Reason # 5 Lack of appreciation of disordered cell death as a central defect in cancer
Unfortunately, in the early 80s, virtually no one had a clue of the importance of apoptosis, or programmed cell death, as an important (and perhaps the important) defect in the cancer cell. Virtually no one thought that anticancer drugs may act by triggering apoptosis (or cell death) in susceptible cancer cells. Had these concepts been appreciated at the time, the history of the last 15 years of clinical cancer research would have been far different. But they were not appreciated, and the field of predictive assays was entirely abandoned, except by a tiny cadre of persistent (some would say stubborn) investigators.

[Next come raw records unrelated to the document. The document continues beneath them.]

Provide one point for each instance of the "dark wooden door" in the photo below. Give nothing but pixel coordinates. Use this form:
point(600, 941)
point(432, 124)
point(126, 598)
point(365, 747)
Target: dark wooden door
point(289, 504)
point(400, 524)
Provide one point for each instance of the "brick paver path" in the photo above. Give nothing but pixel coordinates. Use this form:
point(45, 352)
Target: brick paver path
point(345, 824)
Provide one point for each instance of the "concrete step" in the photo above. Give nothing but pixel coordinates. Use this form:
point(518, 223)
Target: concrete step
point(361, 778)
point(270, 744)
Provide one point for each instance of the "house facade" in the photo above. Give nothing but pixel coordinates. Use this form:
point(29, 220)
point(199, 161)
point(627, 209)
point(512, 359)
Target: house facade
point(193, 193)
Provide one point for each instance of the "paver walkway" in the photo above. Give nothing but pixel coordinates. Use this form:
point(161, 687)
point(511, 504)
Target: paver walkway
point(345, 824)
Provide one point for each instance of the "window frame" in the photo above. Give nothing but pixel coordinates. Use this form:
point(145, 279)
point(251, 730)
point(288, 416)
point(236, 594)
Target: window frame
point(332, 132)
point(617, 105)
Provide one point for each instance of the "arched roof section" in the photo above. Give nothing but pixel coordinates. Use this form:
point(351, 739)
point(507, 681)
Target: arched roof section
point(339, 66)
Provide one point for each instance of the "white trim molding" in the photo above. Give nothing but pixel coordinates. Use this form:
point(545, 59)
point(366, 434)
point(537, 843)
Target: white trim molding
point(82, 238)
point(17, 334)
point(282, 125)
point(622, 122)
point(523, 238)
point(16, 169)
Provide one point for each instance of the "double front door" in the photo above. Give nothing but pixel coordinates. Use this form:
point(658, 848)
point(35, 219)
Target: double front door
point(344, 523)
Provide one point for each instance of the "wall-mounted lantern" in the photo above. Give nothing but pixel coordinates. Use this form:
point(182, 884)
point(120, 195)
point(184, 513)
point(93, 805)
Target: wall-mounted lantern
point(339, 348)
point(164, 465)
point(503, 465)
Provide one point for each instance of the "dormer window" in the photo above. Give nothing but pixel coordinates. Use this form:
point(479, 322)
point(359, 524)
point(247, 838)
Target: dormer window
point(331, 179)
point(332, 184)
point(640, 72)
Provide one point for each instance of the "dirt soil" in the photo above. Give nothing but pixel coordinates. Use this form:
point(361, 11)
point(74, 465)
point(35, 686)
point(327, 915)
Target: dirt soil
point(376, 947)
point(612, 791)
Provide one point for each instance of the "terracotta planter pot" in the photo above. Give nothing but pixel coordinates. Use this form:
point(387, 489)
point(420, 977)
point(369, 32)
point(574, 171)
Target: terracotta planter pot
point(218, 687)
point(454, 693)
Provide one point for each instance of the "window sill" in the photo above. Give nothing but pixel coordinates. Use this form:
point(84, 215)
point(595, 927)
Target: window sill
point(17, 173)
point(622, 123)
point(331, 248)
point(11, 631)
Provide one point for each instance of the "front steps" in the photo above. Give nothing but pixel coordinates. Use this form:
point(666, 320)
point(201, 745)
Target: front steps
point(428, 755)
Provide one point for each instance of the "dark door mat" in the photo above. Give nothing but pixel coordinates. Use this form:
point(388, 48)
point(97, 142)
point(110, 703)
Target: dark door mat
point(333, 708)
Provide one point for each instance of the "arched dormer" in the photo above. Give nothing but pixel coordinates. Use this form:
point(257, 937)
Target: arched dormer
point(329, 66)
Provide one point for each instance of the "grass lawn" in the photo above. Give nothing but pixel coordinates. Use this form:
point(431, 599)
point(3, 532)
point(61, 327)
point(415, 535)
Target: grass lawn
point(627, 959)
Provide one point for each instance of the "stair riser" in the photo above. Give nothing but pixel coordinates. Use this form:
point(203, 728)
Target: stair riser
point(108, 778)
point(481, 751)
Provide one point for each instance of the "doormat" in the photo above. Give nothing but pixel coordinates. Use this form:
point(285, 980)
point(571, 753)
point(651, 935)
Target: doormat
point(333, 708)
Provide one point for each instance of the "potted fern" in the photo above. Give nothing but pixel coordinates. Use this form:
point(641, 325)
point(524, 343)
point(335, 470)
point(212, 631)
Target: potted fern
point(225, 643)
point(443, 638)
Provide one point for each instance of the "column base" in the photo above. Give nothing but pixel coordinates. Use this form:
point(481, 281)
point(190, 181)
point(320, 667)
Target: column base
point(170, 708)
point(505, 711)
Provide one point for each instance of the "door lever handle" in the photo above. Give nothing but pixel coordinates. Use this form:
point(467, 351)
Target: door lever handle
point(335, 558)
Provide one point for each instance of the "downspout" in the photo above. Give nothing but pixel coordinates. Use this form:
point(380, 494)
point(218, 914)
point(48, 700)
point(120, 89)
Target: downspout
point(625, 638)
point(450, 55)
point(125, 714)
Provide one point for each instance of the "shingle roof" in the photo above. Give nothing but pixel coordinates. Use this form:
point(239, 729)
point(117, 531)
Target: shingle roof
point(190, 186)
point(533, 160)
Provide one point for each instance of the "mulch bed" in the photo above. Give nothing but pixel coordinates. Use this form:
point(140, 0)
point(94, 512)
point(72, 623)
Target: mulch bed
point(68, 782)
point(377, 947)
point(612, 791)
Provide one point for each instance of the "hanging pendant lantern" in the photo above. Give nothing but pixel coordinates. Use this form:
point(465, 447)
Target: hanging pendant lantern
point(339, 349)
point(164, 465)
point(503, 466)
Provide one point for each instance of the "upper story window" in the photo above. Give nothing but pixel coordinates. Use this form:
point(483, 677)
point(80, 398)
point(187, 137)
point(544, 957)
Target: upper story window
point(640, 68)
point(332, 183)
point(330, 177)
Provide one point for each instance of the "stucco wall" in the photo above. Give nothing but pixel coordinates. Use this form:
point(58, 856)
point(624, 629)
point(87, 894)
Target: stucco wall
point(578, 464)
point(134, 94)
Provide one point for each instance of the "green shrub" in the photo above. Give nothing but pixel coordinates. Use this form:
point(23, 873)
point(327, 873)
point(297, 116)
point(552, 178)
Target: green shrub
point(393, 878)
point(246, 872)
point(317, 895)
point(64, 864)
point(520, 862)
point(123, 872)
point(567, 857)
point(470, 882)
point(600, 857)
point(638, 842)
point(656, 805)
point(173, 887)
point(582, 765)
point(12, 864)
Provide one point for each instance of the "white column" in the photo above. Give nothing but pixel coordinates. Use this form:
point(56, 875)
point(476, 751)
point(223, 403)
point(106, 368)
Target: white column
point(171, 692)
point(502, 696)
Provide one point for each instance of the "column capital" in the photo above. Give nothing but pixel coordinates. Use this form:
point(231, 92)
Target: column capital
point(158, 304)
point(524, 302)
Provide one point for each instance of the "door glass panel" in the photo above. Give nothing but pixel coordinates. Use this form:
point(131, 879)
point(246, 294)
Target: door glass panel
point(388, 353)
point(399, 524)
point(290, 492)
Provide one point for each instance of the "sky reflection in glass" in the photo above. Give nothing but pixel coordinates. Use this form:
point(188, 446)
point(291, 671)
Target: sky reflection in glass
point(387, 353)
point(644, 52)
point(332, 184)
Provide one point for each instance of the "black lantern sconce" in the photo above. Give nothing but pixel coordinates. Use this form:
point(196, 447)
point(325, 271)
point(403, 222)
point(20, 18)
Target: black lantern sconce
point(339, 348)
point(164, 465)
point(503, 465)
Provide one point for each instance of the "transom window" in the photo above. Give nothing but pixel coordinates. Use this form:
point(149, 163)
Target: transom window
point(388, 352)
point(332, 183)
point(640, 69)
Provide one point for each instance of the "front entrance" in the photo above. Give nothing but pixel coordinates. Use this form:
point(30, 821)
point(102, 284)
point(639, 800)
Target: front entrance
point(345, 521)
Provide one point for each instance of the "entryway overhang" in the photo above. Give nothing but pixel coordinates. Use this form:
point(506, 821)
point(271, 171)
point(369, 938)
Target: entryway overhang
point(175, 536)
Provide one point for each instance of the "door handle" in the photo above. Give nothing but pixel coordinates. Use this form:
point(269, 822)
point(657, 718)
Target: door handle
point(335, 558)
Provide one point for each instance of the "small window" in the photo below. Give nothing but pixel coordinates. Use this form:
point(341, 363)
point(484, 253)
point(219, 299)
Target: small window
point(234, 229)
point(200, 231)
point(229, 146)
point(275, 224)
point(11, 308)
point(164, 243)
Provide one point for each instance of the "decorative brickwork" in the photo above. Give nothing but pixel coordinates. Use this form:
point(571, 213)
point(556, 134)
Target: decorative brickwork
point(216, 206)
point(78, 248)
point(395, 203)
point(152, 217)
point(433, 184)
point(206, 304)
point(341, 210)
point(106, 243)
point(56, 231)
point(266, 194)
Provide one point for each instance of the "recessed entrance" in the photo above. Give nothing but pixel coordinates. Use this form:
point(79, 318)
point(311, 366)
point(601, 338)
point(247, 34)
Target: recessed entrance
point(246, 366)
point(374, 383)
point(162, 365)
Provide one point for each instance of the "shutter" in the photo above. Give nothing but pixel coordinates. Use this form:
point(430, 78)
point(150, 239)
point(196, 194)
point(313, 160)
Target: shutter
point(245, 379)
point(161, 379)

The effects of Reasons #1 - #5 were to exclude research and application of cell death assays from the universities and to force these activities into the private sector.
I had personally always taken the "big tent" approach, meaning that we should learn from the clues of all who have worked in this area and should strive to develop and apply whatever systems it takes to get the answers we want, rather than claiming that a particular system is the most theoretically valid approach and should therefore be used exclusively. My own concepts (which were built on the work of others, such as Dr. Schrek, whom I will always acknowledge) have been well documented in the literature of the last 15 years. Heretical in their time, these concepts have now been confirmed to be largely correct, beyond the shadow of a doubt. However, as of the mid-1980s, work in this field had ground almost to a halt in this country. The NCI leadership was doing nothing to encourage work in this field, and peer-review panels were shooting down virtually every proposal to study culture and sensitivity tests on fresh tumors.
What has happened since then is a tribute to the genius of the American private enterprise system. Start-up companies sprouted up, supported by venture capital, private and institutional investors, the sweat equity of their founders, occasional Small Business Innovative Research Grants, and sometimes by personal IRAs, third mortgages, and children's college funds. These start-up companies (some are now more than 10 years old) are successfully achieving what the NCI and American universities could not and would not do - the introduction of these tests into the mainstream practice of American cancer medicine. But it's like something that has sneaked into the house and bitten the oncology opinion leaders from their behind-sides. They weren't expecting it; they didn't see it coming, and they still don't know a lot about it. But they are beginning to learn, as will individual clinicians and clinical investigators, if they are willing to have an open mind and give all of this a fair consideration.